If you kept CO2 overpressure on cold wine for any length of time it would take up a lot get some fizz and taste very different.
Nitrogen is widely used in packaging, mostly because equipment that de-oxygenates air has become very inexpensive (in commercial terms). Even biscuits and potato chips are MAP (Modified Atmosphere Packaged) to retain freshness.
Mark


----------



## Bribie G (9/1/18)

What is this wine-kept-for-more-than-a-day that you speak of?


----------



## Bribie G (9/1/18)

MHB said:


> The serve by the glass systems I have looked at use Argon to both dispense and prevent oxidisation.
> CO2 would help displace O2, but it's very soluble and will affect the pH of the wine causing flavour changes - probably fine for a couple of days at home - not really an acceptable option for a bottle of Grange that might be sitting for weeks.
> If you kept CO2 overpressure on cold wine for any length of time it would take up a lot get some fizz and taste very different.
> Nitrogen is widely used in packaging, mostly because equipment that de-oxygenates air has become very inexpensive (in commercial terms). Even biscuits and potato chips are MAP (Modified Atmosphere Packaged) to retain freshness.
> Mark


Not to mention Brewman's hops. Go Steve.


----------



## earle (9/1/18)

Bribie G said:


> What is this wine-kept-for-more-than-a-day that you speak of?


Comes in a bag in a box.


----------



## Coodgee (9/1/18)

What is this thing called wine you speak of?


----------



## Bribie G (9/1/18)

earle said:


> Comes in a bag in a box.


Aha, like that Fruity Lexia I used to drink. That's wine that lasts two days. Got it.


----------



## Mardoo (9/1/18)

You mean the hangover?


----------



## Grott (13/1/18)

Bribie G said:


> Aha, like that Fruity Lexia I used to drink. That's wine that lasts two days. Got it.

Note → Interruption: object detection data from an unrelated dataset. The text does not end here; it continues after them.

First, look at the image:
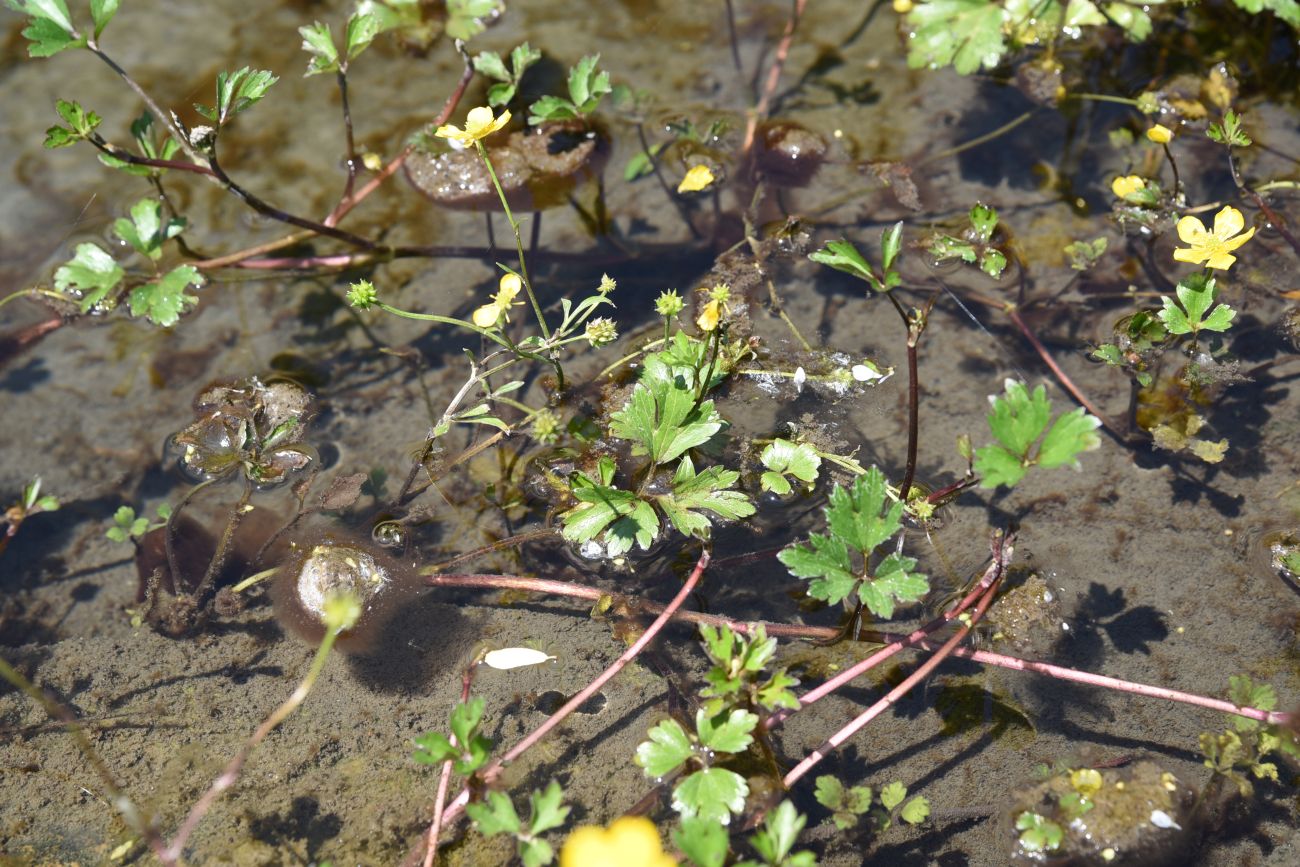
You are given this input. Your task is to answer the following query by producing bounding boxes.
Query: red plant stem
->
[429,549,709,857]
[426,575,1291,725]
[741,0,807,153]
[1004,304,1128,442]
[763,533,1014,728]
[424,658,478,867]
[781,556,1002,789]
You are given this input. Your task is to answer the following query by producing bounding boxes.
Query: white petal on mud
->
[484,647,555,671]
[1151,810,1183,831]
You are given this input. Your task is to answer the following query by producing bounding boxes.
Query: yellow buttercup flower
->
[473,274,524,328]
[1174,205,1255,270]
[1110,174,1147,199]
[696,300,723,331]
[560,816,677,867]
[677,165,714,192]
[1147,123,1174,144]
[434,105,510,147]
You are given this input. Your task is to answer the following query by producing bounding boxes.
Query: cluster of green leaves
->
[975,380,1101,487]
[672,801,816,867]
[104,503,172,542]
[926,204,1006,279]
[475,42,542,105]
[758,437,822,497]
[699,625,800,716]
[194,66,280,127]
[814,775,930,833]
[55,199,204,328]
[560,331,755,558]
[636,707,758,824]
[465,780,569,867]
[809,220,902,292]
[777,467,930,619]
[298,10,382,75]
[1200,675,1300,798]
[1015,810,1065,853]
[1092,278,1236,387]
[906,0,1300,75]
[411,697,491,777]
[5,0,120,57]
[520,55,614,125]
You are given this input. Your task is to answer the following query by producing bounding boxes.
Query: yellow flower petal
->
[1178,214,1210,246]
[677,165,714,192]
[497,274,524,307]
[696,302,723,331]
[560,816,677,867]
[1147,123,1174,144]
[473,303,501,328]
[1214,205,1255,240]
[1110,174,1147,199]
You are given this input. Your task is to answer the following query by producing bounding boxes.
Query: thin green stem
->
[475,142,551,341]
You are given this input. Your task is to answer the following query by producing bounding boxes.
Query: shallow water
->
[0,1,1300,864]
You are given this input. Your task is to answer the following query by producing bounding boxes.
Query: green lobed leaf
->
[465,792,523,837]
[809,238,884,292]
[343,10,382,60]
[654,458,757,537]
[758,438,822,495]
[858,554,930,619]
[130,265,204,328]
[750,801,815,864]
[826,467,902,554]
[636,719,696,779]
[528,780,569,835]
[880,780,907,810]
[672,767,749,824]
[298,21,338,75]
[776,533,859,604]
[906,0,1006,75]
[1035,407,1101,469]
[672,816,728,867]
[696,708,758,753]
[55,242,126,313]
[610,359,723,464]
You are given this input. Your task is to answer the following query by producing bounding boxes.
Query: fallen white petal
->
[484,647,555,671]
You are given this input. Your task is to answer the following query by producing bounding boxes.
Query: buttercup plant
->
[0,0,1300,867]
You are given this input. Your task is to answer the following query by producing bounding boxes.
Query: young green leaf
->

So you’d remember Barossa Pearl as well, the pink or the white?


----------



## Bribie G (13/1/18)

Cold Duck.


----------



## Brewno Marz (13/1/18)

Bribie G said:


> Cold Duck.


ahhh...Cold Duck...or Blue Nun kept cold in your Decor 2 bottle cooler, but where did you hide your Coolibah?


----------



## wynnum1 (13/1/18)

* Sunnyvale Fruity Lexia Cask 4L* 

Dan Murphy case of 4 $20.99 is this the correct price.


----------



## Maheel (13/1/18)

wynnum1 said:


> * Sunnyvale Fruity Lexia Cask 4L*
> 
> Dan Murphy case of 4 $20.99 is this the correct price.



seems to be
https://www.danmurphys.com.au/product/DM_86876/sunnyvale-fruity-lexia-cask-4l

have a read of the reviews.... lol

one reckons it even good when warm... makes me want to give it a try and give up HB'ing


----------



## Bribie G (14/1/18)

And they don't wake the whole street up on recycling truck day.


----------



## Grott (14/1/18)

A year of drinking that (vs home brew), check your liver & kidneys before and after.


----------